If a transcatheter device is required to close an ASD in a patient with PLSVC, the device must not obstruct coronary sinus drainage. Carlson et al. reported that the coronary sinus was significantly dilated in all of the patients with PLSVC and ASD in their study, indicating possible interference from the device. Before the release of an AmplatzerTM septal occluder device, non-obstruction of coronary sinus flow should be carefully confirmed.12
Differences in hemodynamic variables and echocardiographic parameters in the PLSVC and non-PLSVC groups in the current study were nonsignificant, however the aortic root size in the PLSVC group was significantly smaller. None of our patients had aortic valve stenosis in follow-up echocardiography. No large study has discussed the relationship between a small aortic root and PLSVC, and there have only been a few case studies.11 The reason for the small aortic root in the PLSVC group is uncertain, and further studies are needed to elucidate this issue.

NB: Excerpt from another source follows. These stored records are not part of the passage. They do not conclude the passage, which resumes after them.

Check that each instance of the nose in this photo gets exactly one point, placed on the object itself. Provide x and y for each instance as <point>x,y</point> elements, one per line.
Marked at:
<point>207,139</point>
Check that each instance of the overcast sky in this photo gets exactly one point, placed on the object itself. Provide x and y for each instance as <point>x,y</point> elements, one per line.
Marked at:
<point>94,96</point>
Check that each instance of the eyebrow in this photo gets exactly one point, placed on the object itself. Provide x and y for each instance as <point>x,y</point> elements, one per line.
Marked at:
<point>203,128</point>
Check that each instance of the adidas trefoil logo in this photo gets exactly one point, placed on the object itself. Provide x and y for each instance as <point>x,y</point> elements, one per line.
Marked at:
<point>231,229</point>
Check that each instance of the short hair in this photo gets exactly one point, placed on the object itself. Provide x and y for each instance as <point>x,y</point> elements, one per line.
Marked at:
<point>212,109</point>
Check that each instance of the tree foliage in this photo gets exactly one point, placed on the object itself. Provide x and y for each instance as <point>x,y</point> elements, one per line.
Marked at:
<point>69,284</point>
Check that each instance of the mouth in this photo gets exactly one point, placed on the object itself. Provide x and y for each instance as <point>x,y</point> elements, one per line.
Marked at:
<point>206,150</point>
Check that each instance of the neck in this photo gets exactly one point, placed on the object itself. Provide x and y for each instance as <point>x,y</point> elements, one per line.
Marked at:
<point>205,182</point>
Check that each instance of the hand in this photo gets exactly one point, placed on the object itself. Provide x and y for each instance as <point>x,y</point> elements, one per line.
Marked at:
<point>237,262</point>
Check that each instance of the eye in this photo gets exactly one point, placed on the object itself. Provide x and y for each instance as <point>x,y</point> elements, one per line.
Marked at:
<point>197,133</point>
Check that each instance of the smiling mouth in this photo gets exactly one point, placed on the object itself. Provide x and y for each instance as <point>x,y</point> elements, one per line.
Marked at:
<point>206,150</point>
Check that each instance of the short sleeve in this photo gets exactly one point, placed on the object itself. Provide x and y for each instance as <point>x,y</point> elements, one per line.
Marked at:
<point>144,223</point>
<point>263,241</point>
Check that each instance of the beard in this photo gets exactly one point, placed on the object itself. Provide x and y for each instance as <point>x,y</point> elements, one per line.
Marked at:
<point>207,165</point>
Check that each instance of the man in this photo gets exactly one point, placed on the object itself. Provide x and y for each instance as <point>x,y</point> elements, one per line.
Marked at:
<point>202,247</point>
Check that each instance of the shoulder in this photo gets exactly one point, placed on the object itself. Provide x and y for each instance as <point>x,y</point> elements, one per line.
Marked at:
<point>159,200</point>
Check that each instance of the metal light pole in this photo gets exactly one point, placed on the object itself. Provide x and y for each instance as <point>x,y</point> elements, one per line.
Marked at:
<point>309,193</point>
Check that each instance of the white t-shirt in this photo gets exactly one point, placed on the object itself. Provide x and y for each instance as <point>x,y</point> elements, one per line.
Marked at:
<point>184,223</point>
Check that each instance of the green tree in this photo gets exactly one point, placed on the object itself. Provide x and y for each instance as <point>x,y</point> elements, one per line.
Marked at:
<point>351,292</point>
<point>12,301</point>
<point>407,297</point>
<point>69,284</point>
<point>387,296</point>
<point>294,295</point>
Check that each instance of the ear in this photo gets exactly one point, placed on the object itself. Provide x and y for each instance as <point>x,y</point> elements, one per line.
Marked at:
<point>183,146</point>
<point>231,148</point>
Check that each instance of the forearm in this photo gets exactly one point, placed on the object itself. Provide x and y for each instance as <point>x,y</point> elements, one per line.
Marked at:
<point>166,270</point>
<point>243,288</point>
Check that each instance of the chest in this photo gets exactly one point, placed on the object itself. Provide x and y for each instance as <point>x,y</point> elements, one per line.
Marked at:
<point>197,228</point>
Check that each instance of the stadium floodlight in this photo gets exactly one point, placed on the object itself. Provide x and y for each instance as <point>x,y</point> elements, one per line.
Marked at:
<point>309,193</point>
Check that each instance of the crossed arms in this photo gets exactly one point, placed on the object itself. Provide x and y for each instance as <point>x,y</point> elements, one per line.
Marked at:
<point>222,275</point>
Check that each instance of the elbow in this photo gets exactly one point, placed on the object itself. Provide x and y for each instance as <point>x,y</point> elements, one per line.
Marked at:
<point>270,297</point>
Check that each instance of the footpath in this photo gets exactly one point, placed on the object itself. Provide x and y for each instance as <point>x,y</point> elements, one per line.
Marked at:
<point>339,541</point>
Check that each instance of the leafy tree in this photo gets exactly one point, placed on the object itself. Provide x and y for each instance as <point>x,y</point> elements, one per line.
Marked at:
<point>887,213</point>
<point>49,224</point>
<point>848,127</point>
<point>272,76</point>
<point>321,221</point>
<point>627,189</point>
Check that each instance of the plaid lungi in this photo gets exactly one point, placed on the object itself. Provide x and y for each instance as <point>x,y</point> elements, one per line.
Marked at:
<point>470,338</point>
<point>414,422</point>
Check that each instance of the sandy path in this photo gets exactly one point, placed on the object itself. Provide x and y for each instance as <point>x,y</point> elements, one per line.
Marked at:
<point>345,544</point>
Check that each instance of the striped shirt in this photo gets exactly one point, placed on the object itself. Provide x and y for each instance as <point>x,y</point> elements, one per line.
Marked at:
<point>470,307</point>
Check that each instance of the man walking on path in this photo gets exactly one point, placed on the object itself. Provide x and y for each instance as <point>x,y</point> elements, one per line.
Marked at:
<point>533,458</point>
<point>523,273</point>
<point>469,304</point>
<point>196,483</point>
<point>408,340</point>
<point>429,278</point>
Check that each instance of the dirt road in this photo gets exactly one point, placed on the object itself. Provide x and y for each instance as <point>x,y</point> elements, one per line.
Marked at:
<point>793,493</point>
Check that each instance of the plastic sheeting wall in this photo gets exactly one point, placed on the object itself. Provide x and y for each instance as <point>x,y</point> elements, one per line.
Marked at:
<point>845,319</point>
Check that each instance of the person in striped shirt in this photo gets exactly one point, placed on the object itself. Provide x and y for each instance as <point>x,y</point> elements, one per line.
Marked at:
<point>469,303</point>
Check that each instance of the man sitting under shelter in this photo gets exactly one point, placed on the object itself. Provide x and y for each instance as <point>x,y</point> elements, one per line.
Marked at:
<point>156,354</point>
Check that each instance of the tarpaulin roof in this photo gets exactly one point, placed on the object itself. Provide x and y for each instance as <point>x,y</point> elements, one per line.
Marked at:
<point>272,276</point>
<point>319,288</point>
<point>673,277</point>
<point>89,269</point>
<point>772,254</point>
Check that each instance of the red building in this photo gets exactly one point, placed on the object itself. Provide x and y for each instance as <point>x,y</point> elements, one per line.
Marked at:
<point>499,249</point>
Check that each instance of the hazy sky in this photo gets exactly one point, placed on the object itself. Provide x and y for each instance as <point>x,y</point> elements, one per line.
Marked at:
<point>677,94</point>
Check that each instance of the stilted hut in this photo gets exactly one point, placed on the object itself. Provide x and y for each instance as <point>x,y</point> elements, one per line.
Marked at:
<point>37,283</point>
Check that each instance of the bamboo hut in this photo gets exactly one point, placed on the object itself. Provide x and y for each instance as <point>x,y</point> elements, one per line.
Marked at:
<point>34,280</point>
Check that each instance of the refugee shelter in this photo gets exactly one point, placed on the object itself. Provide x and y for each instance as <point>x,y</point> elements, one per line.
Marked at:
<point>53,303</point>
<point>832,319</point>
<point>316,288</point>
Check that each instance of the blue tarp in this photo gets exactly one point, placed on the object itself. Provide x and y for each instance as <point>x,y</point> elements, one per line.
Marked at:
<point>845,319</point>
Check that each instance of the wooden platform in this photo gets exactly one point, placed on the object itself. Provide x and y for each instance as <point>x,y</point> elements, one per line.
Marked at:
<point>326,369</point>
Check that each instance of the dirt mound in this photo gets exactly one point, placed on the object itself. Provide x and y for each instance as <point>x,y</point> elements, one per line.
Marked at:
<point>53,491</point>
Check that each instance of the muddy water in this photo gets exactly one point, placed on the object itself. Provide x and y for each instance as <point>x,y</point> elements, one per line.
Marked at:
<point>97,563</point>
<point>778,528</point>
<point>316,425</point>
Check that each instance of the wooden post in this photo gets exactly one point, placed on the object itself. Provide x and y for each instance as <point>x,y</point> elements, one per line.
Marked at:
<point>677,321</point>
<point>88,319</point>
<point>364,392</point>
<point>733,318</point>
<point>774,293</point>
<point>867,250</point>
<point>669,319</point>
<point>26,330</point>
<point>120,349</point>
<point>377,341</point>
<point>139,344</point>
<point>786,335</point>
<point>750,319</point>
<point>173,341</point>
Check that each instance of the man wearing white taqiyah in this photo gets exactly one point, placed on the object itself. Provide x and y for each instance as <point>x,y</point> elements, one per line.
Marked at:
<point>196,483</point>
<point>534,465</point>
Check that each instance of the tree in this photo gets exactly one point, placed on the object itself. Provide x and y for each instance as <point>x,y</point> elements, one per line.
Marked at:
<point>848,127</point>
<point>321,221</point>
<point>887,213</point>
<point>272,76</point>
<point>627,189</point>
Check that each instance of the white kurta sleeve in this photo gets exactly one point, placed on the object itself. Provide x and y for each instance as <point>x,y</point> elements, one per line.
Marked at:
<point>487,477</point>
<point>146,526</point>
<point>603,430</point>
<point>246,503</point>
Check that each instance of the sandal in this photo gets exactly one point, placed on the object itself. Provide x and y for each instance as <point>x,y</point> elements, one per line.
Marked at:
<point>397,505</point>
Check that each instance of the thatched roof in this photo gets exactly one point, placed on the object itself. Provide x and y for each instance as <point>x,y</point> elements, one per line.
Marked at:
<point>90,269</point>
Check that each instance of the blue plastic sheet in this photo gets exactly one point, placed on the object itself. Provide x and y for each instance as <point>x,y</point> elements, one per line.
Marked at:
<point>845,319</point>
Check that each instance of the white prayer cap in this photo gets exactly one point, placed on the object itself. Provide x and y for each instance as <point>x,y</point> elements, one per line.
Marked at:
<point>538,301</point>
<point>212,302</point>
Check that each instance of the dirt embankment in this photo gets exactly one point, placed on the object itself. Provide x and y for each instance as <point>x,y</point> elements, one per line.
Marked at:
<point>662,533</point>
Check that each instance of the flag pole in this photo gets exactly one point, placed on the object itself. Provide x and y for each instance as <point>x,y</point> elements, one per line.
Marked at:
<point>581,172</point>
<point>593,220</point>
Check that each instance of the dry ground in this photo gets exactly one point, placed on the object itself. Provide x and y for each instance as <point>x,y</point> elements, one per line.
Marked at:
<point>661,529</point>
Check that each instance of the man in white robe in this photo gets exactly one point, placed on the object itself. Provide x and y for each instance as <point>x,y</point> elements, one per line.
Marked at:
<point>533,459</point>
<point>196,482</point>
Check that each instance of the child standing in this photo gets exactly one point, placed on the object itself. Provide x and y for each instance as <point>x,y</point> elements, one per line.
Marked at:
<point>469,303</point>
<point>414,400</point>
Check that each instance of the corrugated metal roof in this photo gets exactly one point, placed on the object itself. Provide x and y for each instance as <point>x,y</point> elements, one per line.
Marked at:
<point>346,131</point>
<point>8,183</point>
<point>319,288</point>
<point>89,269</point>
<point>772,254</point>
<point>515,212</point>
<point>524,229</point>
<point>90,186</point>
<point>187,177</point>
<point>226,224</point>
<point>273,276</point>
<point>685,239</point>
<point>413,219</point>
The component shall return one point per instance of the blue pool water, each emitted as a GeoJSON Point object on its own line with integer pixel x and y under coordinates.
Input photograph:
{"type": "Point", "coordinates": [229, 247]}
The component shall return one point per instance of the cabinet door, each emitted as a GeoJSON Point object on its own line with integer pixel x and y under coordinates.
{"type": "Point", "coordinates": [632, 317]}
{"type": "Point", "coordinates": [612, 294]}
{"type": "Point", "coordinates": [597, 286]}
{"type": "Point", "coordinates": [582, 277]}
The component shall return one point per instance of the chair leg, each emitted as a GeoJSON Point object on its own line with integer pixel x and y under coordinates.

Coronary sinus dilatation has been postulated to cause cardiac arrhythmia by stretching the atrioventricular node and His bundle.13 Central line placement in PLSVC may result in arrhythmia.14,15 In the current study, none of the patients with PLSVC had symptomatic arrhythmia.
Study limitations
Despite the strengths of our methodology and consistency of our findings, this study involved some limitations. Analyses were performed using a single-institution retrospective database, and this database may have missing data, including follow-up data for some patients. In addition, cases of PLSVC without remarkable coronary sinus orifice would have been missed, and other imaging studies such as computed tomography (CT) would have been needed for conformation. Furthermore, PLSVC was found in the study population by newborn screening echocardiography. We had no reason to use CT or other imaging examinations to confirm the diagnosis in such asymptomatic neonates. This is a limitation of our study design.
CONCLUSIONS
This study was conducted to determine the prevalence of PLSVC in normal populations. We found higher incidence rates of BAV and ASD in the PLSVC group, which required further follow-up. Although PLSVC is usually hemodynamically nonsignificant, undiagnosed PLSVC can cause catastrophic consequences during invasive procedures. If PLSVC is suspected, the anatomy of the thoracic venous system must be identified before conducting invasive cardiac procedures. Furthermore, newborn screening through echocardiography can allow for the early diagnosis of PLSVC to prevent complications during invasive procedures in the future.
Acknowledgments
The authors thank Ms. Fang-Ju Sun for her professional assistance in biostatistics.
CONFLICT OF INTEREST
All the authors declare no conflict of interest.